DISCLOSURE OF YOUR PERSONAL DATA
[Travamigos Limited] will disclose your personal data to the following third parties
- Campaign Monitor (Austrailia)
- AWS: Jaws DB
- Pusher (IM system)
HOW LONG WE KEEP YOUR DATA FOR
Travamigos Limited will process your data for the duration of your App and website usage and will store your data for 3 years to protect the vital interests of our users.
As a data subject you have a number of rights under law. These are the following:
- Right of access – you have the right to request a copy of the information that we hold about you.
- Right of rectification – you have a right to correct data that we hold about you that is inaccurate or incomplete.
- Right to be forgotten – in certain circumstances you can ask for the data we hold about you to be erased from our records.
- Right to restriction of processing – where certain conditions apply to have a right to restrict the processing.
- Right of portability – you have the right to have the data we hold about you transferred to another organisation.

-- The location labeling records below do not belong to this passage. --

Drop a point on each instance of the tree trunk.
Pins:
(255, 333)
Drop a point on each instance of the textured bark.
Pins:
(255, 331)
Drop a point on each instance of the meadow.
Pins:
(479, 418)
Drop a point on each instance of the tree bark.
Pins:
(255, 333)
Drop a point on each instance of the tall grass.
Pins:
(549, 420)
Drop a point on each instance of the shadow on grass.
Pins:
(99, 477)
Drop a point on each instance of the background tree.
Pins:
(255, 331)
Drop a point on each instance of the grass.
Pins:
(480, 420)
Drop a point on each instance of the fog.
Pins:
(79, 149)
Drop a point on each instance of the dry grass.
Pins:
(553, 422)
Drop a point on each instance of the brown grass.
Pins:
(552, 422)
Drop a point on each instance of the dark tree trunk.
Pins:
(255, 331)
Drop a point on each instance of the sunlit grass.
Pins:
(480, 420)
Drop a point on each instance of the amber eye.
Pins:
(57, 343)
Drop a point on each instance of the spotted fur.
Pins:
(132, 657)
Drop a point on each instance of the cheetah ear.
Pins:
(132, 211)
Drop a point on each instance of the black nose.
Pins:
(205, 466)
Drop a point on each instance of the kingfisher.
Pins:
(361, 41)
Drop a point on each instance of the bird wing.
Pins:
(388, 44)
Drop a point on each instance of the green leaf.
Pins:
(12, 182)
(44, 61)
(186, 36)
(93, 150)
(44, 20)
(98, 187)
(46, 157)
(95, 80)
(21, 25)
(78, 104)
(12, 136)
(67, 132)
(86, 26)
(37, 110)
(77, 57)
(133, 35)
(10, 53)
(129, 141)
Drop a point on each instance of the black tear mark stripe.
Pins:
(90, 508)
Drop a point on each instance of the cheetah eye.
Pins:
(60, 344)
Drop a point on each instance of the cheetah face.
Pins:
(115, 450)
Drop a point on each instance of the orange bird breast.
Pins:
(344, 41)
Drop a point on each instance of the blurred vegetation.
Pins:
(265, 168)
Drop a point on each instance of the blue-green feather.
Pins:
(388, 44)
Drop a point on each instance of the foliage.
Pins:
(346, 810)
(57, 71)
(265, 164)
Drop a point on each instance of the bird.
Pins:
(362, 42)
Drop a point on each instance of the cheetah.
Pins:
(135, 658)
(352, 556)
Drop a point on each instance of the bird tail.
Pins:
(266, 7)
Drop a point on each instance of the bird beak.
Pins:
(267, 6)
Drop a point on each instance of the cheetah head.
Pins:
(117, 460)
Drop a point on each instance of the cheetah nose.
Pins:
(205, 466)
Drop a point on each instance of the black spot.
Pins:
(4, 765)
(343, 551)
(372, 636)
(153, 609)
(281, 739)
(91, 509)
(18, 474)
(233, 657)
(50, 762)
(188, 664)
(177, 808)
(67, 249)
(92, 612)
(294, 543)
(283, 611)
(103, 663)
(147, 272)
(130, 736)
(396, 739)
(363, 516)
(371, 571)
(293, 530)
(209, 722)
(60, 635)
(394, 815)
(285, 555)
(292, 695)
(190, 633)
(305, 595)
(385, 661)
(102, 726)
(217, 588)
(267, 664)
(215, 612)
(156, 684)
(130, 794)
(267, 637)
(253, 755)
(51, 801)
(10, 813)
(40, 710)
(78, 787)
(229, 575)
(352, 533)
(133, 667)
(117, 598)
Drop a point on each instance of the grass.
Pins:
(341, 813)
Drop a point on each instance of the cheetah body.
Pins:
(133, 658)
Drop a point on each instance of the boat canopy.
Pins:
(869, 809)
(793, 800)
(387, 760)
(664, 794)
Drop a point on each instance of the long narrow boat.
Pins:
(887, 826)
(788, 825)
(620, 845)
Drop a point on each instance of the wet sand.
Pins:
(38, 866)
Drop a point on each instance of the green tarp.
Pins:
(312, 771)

- Right to object – you have the right to object to certain types of processing such as direct marketing.
- Right to object to automated processing, including profiling – you also have the right to be subject to the legal effects of automated processing or profiling.
- Right to judicial review: in the event that we refuse your request under rights of access, we will provide you with a reason as to why. You have the right to complain to the appropriate authorities about this.
You can request access your data by writing to the Data Protection Officer, c/o the registered address listed on our website.
In the event that you wish to make a complaint about how your personal data is being processed by us, we recommend that you first lodge your complaint with the Data Protection Officer If you remain unsatisfied, you may pursue your complaint further by lodging a complaint with the following authority:
- The Directors of Travamigos Limited.